Worker's Compensation
In speaking with small business owners throughout California, it is clear that the rapidly escalating costs of Workers' Compensation Insurance are having a significant financial impact on their business. One small business, Rockwell's Cafe based in Villa Park, California has a quarterly payment of $35,000 to the California Division of Workers' Compensation (DWC), and this is considered at the low end of the scale relative to other restaurants and businesses. The intent of this paper is to evaluate how worker's compensation is having a very significant effect on small businesses' ability to stay in business, and also provide insights into how health insurance actually reduces workers' compensation claims for a business (Lakdawalla, Reville, Seabury, 2007)
The Human Resource Dilemma of Worker's Compensation
In many states including California, even if a business has just one employee there are required to carry worker's compensation insurance, even if the employee is undocumented (Query, 2006). Many small business owners ask why they must pay for worker's compensation for undocumented workers, yet the irony is that at times these workers are hired because they will work for significantly less than others. California has been a state that has upheld the rights of undocumented workers to be accounted for under worker's compensation insurance, with several courts referring back to the Federal Immigration Reform and Control Act of 1986 (IRCA) (Query, 2006). This is the paradox that many small business owners throughout California find themselves in today regarding worker's compensation. They cannot find documented workers who will take minimum wage for intermediate to advanced -- risk jobs including tree trimming, heavy landscaping or roofing, yet paradoxically these are the highest at-risk jobs according to the California Division of Workers' Compensation (DWC) (Nguyen, Kleiner, 2005). Factors that will reduce the amount of worker's compensation insurance employers must pay include if they offer health insurance, and what their previous safety history has been (Nguyen, Kleiner, 2005). The DWC also calculates insurance premiums through a benchmarking process that takes into account the frequency of on-the-job injury and the severity of injury by occupation. Roofers for example pay exceptionally high rates of worker's compensation insurance in California as a result.

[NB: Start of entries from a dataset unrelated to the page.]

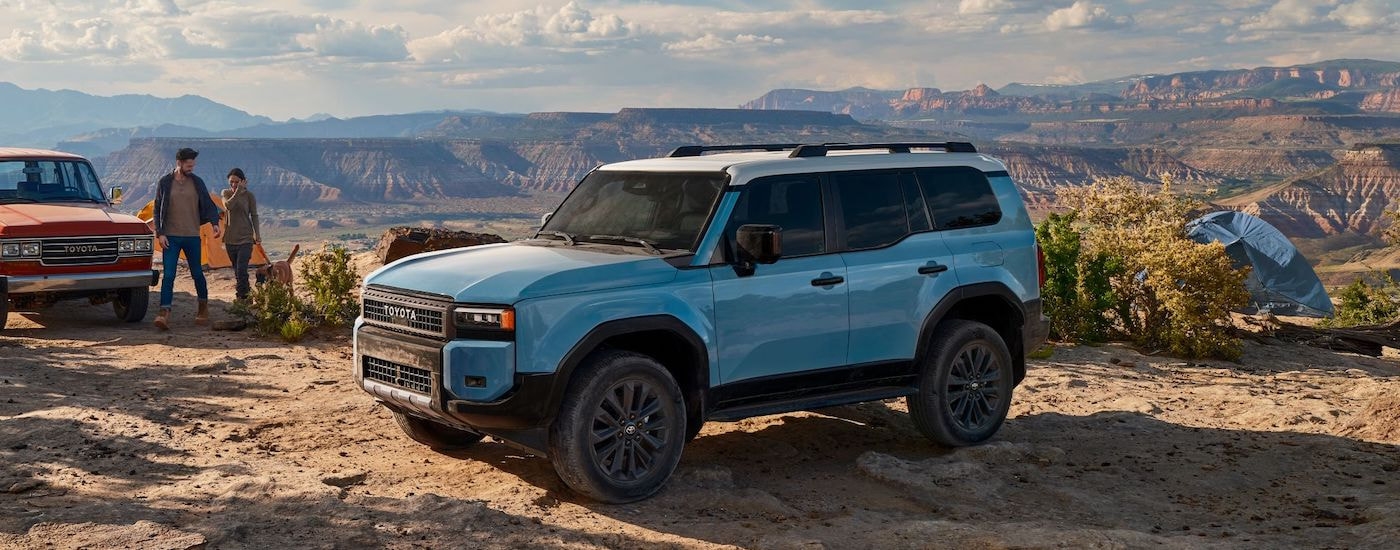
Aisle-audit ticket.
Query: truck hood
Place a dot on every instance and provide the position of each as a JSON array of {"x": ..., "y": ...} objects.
[
  {"x": 66, "y": 220},
  {"x": 508, "y": 273}
]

Steps to Resolving the Dilemma of Worker's Compensation
The combined effects of the recession and the budget crisis in California are making it extremely difficult for small business in intermediate or high risk businesses to stay solvent. Many have had to sell to larger competitors or exit the business entirely, with the owner of Rockwell's selling to an investment group which manages small, independent cafes and restaurants. The bottom line is that the high cost of worker's compensation is forcing many employees to quit offering healthcare or risk not being able to stay in business. This supports the empirically-derived research that states workers' compensation is the only healthcare system for millions of Americans (Lakdawalla, Reville, Seabury, 2007). For small business owners resolving the ethical dilemma of hiring undocumented workers on the one hand to keep labor costs down but still paying worker's compensation insurance, especially in California, on the other, have had the net effect of reducing the employment rate.